The Act provides that “[a]ny claim of substantial denial of constitutional rights not raised in the original or an amended petition is waived.” 725 ILCS 5/122 — 3 (West 2000). We recently held in People v. Etherly, 344 Ill. App. 3d 599, 612 (2003), that the first-stage dismissal of a defendant’s postconviction petition cannot be based on waiver. See also People v. Blair, 338 Ill. App. 3d 429, 431-32, 788 N.E.2d 240, 242 (2003), appeal allowed, No. 96198 (2003); People v. McGhee, 337 Ill. App. 3d 992, 995, 787 N.E.2d 324, 326 (2003). “Determining substantive merit, not procedural compliance, is the purpose of first-stage review.” Etherly, 344 Ill. App. 3d at 602, citing 725 ILCS 5/122 — 2.1(a)(2), (b) (West 2000).
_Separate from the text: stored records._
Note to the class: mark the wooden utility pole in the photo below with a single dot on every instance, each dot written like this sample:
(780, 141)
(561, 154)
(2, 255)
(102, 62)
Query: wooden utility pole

Therefore, the trial court’s order dismissing defendant’s postconviction petition is vacated, and the petition is remanded for second-stage proceedings under the Act, specifically the appointment of counsel for defendant and the State’s answer or motion to dismiss the petition.

Remanded with directions.

O’MARA FROSSARD, EJ., and SMITH, J., concur.